Just because your attorney can usually make this determination quite quickly does not mean that it is not an important question, or that it’s an easy one for someone who isn’t highly experienced in this area of law.

It’s an important question because:

1) If you’re filing bankruptcy you likely can’t spare to lose what you own, so you don’t want to put any of it at risk.

2) You especially don’t want to lose something unnecessarily, since there usually are ways to prevent that from happening.

It’s not an easy question for the inexperienced because:

1) In some states the state law determines what you can keep, while in some other states federal law does, and in others either state or federal law can apply.

2) After knowing which law applies, the asset categories are often not clearly stated in the statutes, and their meaning can turn on court interpretations or even on the informal practices of the local bankruptcy trustees or judges.

3) The laws change—the statutes, the formal court interpretations, and the informal practices, and it is very difficult to keep up with all this without working with it full time.

4) If you moved from another state, the statutes and court interpretations applicable to your former state may or may not apply.

And if everything you own is NOT protected, then Chapter 13 MAY be a great tool for keeping everything.
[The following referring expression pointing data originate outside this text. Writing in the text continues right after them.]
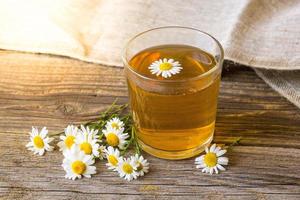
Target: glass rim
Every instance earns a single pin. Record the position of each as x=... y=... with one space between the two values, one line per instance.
x=205 y=74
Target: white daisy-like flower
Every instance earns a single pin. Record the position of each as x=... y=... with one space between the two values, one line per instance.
x=101 y=150
x=127 y=169
x=88 y=143
x=142 y=164
x=68 y=140
x=213 y=160
x=115 y=138
x=165 y=67
x=39 y=142
x=113 y=157
x=77 y=164
x=115 y=123
x=86 y=130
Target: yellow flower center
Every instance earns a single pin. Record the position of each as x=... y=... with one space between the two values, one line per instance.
x=112 y=140
x=140 y=166
x=38 y=142
x=86 y=148
x=127 y=168
x=112 y=160
x=115 y=125
x=69 y=141
x=78 y=167
x=210 y=159
x=165 y=66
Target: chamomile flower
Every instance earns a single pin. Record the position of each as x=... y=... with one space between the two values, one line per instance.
x=68 y=140
x=113 y=158
x=212 y=161
x=77 y=164
x=87 y=131
x=39 y=142
x=88 y=143
x=127 y=169
x=101 y=152
x=115 y=123
x=165 y=67
x=115 y=138
x=142 y=164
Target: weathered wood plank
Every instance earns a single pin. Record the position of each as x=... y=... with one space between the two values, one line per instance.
x=54 y=91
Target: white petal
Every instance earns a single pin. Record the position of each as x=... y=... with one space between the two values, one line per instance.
x=223 y=160
x=212 y=148
x=206 y=149
x=216 y=169
x=221 y=152
x=211 y=170
x=220 y=167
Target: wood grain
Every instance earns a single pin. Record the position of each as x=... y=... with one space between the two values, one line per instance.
x=53 y=91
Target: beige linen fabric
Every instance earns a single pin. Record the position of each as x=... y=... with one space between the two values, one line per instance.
x=264 y=34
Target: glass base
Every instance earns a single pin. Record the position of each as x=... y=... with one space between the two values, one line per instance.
x=175 y=155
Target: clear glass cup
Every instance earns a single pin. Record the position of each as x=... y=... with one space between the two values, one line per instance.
x=174 y=119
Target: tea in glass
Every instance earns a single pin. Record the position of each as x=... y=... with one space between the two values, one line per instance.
x=174 y=112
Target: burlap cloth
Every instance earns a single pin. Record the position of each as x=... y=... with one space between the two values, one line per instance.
x=264 y=34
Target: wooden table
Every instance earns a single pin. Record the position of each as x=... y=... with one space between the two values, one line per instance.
x=53 y=91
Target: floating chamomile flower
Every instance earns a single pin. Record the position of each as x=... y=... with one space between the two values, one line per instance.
x=88 y=143
x=142 y=164
x=115 y=138
x=101 y=152
x=165 y=67
x=39 y=142
x=68 y=140
x=113 y=158
x=212 y=161
x=115 y=123
x=127 y=169
x=77 y=164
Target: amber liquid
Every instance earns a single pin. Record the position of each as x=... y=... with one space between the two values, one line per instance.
x=174 y=120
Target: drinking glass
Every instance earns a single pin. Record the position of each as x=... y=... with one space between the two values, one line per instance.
x=174 y=119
But here are some good questions to ask your attorney in this situation:

1) Are the substantial extra time and cost of a Chapter 13 case worth this benefit?
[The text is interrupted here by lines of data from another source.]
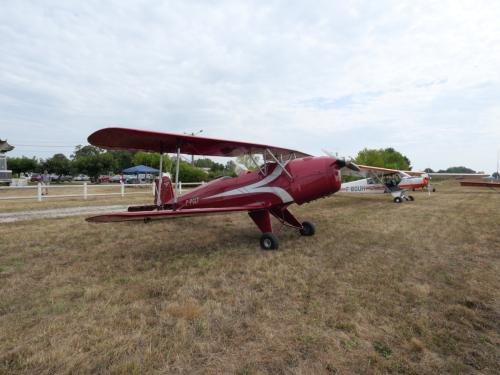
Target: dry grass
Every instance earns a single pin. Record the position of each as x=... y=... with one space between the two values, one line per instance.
x=141 y=195
x=382 y=288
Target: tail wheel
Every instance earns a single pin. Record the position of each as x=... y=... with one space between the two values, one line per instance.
x=268 y=241
x=308 y=229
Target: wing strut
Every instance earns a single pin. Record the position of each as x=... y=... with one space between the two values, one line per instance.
x=160 y=178
x=177 y=174
x=279 y=163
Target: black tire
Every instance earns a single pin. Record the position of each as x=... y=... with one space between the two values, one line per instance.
x=268 y=241
x=308 y=229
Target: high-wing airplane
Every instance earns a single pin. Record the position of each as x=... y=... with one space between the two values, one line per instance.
x=285 y=177
x=385 y=180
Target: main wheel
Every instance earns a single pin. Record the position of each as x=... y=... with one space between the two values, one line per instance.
x=308 y=229
x=268 y=241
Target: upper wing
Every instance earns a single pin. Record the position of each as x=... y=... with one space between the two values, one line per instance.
x=147 y=216
x=456 y=175
x=142 y=140
x=459 y=175
x=366 y=171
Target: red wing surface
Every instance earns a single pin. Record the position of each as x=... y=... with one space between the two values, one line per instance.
x=168 y=214
x=142 y=140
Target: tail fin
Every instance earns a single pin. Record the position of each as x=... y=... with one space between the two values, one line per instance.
x=166 y=191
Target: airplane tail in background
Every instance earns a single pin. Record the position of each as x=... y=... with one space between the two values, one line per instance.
x=166 y=191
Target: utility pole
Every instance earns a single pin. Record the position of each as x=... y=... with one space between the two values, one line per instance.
x=194 y=134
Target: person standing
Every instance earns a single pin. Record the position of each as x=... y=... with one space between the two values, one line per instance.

2) Can those unprotected assets be more efficiently protected by some appropriate pre-bankruptcy planning?

3) Can those assets be protected in a Chapter 7 bankruptcy by paying a reasonable amount to the bankruptcy trustee—in reasonable monthly payments—while avoiding the extra hassles of a Chapter 13 payment plan?

4) If you would pay such money to the trustee, where would that money go, and might at least some of it go where it would benefit you—such as to pay taxes or some other debt that you would not be written off by the Chapter 7 case and so you would have to pay anyway?

5) And lastly, would Chapter 13 help you in other ways beyond protecting your assets, so that overall it would be worthwhile?